Rafter himself says the fun is out of his game: "Now the pressure's on. Before, it was like, Rafter will he win? Probably not. Now it's, Rafter he should be winning this match. It's a bit harder when the expectations are there." Rafter went on further to talk about life after the US Open win:

"(Winning the US Open has changed my life. I was just talking about this the other day to someone. It's not for the better; it's not me. You know, I' m not enjoying it so much. First of all, everyone notices you a lot more, especially at tournaments, everyone notices you. It's very hard to do private things that you used to do. Especially back home in Australia, it's just very difficult to relax. I mean, sure at times it's nice to have the people the limelight and things. Ninety percent of the time, you can't do what you want to do. There's just a whole lot more requests and things. I'm not a person that likes to say no, but I have to say no to a lot of things.
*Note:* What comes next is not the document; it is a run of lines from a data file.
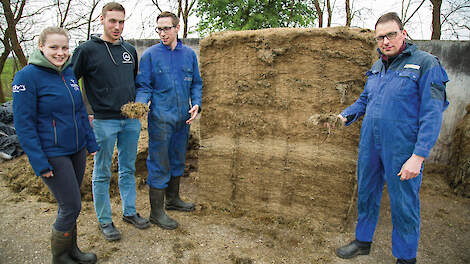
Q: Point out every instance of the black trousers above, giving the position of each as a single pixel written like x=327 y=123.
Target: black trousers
x=65 y=186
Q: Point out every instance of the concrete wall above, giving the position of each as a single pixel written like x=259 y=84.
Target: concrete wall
x=454 y=56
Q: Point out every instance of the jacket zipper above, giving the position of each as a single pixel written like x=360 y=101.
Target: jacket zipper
x=73 y=108
x=55 y=131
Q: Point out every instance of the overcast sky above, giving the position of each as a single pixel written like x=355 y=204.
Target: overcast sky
x=418 y=28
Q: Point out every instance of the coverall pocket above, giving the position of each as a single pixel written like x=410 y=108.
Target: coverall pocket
x=408 y=85
x=187 y=75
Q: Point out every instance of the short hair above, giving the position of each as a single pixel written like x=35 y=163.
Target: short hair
x=391 y=16
x=112 y=6
x=52 y=30
x=174 y=18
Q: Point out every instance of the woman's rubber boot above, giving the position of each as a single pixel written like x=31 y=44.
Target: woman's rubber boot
x=173 y=200
x=61 y=245
x=157 y=214
x=77 y=254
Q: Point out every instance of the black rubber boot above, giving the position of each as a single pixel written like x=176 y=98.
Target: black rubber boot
x=77 y=254
x=157 y=214
x=355 y=248
x=61 y=245
x=173 y=200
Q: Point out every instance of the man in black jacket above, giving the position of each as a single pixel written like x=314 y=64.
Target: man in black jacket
x=108 y=66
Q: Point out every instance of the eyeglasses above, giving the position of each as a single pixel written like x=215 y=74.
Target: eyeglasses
x=389 y=36
x=163 y=29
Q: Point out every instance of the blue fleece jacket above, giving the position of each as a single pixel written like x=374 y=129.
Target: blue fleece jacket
x=49 y=113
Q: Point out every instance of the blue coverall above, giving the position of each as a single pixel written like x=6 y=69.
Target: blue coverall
x=403 y=108
x=169 y=79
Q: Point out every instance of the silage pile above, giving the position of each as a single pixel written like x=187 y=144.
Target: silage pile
x=459 y=174
x=265 y=150
x=20 y=176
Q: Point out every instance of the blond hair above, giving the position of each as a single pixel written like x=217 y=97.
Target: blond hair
x=52 y=30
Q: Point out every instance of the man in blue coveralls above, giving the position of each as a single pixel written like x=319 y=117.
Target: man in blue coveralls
x=403 y=101
x=168 y=78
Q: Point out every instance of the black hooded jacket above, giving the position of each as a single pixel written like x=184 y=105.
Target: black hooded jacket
x=108 y=71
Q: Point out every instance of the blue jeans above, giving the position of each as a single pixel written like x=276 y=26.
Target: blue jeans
x=107 y=131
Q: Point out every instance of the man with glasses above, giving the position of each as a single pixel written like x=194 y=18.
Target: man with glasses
x=168 y=78
x=403 y=101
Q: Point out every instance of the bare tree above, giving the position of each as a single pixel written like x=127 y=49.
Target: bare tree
x=349 y=14
x=319 y=10
x=13 y=13
x=62 y=14
x=436 y=19
x=3 y=58
x=455 y=18
x=329 y=11
x=405 y=7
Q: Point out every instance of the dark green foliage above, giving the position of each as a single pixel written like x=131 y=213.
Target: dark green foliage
x=218 y=15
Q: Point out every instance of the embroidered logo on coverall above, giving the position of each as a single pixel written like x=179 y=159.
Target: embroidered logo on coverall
x=126 y=57
x=18 y=88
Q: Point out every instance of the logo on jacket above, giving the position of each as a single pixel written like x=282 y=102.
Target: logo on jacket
x=126 y=57
x=74 y=85
x=18 y=88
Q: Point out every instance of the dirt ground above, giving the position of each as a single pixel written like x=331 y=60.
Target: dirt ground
x=216 y=235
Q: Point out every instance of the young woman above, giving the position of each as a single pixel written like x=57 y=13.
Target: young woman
x=53 y=128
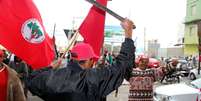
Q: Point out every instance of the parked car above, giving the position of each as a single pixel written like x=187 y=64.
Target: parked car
x=194 y=74
x=184 y=67
x=176 y=92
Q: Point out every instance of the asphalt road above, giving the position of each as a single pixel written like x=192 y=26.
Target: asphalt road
x=121 y=96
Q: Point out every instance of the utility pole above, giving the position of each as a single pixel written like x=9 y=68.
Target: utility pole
x=199 y=44
x=144 y=40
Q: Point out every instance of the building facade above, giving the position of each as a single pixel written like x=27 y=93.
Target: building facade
x=193 y=17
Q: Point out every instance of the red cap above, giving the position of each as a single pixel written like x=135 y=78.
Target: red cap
x=1 y=52
x=143 y=57
x=83 y=51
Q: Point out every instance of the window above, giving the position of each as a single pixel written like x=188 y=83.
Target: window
x=192 y=30
x=193 y=10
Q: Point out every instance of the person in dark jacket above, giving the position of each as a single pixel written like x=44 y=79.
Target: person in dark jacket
x=79 y=81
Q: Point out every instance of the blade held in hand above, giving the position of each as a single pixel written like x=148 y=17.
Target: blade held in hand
x=98 y=5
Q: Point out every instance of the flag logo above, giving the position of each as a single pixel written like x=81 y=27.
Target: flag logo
x=32 y=31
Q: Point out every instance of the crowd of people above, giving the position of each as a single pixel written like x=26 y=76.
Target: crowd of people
x=83 y=78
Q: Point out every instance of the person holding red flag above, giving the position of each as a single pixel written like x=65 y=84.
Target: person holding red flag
x=79 y=81
x=22 y=33
x=10 y=85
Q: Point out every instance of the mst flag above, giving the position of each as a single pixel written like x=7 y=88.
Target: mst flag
x=92 y=28
x=22 y=32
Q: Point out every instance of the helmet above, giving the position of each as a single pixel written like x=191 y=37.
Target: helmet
x=83 y=51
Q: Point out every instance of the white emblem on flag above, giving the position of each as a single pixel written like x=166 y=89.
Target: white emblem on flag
x=32 y=31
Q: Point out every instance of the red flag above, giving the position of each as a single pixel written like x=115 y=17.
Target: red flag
x=22 y=32
x=92 y=28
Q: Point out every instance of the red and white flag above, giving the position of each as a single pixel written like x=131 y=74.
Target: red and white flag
x=22 y=32
x=92 y=28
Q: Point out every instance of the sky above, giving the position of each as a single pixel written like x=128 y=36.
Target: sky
x=162 y=19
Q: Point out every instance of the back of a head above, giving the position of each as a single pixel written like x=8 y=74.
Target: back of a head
x=83 y=51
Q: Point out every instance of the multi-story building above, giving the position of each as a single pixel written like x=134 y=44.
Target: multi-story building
x=193 y=17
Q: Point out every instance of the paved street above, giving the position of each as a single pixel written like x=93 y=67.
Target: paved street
x=122 y=94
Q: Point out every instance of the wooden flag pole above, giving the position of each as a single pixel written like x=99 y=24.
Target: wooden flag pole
x=98 y=5
x=71 y=42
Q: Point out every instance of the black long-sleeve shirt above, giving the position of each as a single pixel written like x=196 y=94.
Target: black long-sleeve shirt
x=75 y=84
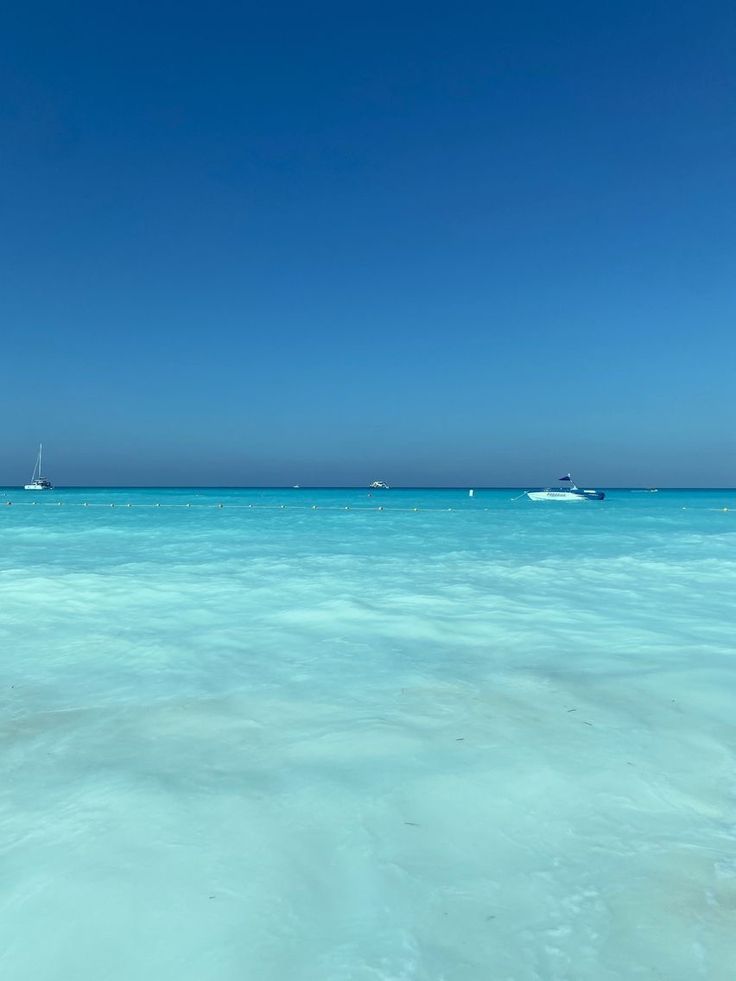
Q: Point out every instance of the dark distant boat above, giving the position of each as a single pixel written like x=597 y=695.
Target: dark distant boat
x=569 y=493
x=38 y=481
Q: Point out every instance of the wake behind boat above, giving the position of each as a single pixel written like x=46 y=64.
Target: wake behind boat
x=570 y=493
x=38 y=481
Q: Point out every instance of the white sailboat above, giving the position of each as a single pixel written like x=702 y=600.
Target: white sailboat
x=38 y=481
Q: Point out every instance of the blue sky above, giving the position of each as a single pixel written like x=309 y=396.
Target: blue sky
x=479 y=243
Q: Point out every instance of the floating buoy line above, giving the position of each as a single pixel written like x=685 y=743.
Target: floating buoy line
x=124 y=505
x=240 y=507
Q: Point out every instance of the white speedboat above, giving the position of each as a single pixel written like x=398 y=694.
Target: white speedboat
x=38 y=481
x=569 y=493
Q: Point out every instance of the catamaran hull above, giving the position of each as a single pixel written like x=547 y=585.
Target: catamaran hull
x=565 y=496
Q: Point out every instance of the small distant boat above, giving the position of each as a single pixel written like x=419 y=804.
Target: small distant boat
x=570 y=493
x=38 y=481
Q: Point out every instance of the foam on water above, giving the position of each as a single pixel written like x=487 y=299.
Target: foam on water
x=492 y=742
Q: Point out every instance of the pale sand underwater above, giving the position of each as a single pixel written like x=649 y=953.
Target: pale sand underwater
x=260 y=743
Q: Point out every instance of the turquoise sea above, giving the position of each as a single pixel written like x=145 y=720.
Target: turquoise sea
x=298 y=738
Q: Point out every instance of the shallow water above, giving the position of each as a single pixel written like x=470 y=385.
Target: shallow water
x=484 y=739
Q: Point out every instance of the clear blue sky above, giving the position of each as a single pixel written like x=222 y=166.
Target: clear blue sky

That's the part I don't enjoy."

Can Rafter win another US Open or another Slam? A seemingly silly question, of course! What professional tennis player does not want to win one, two, ten, twenty Grand Slam titles? But it is interesting that even the official ATP Tour website recently offered up the following topic of discussion: "Your opinion of Patrick Rafter - is he truly a great player or just another `flash in the pan'?"

The real question is not IF Rafter can win another Slam but a more difficult one -- one that Rafter himself can not even probably answer -- does he really want to?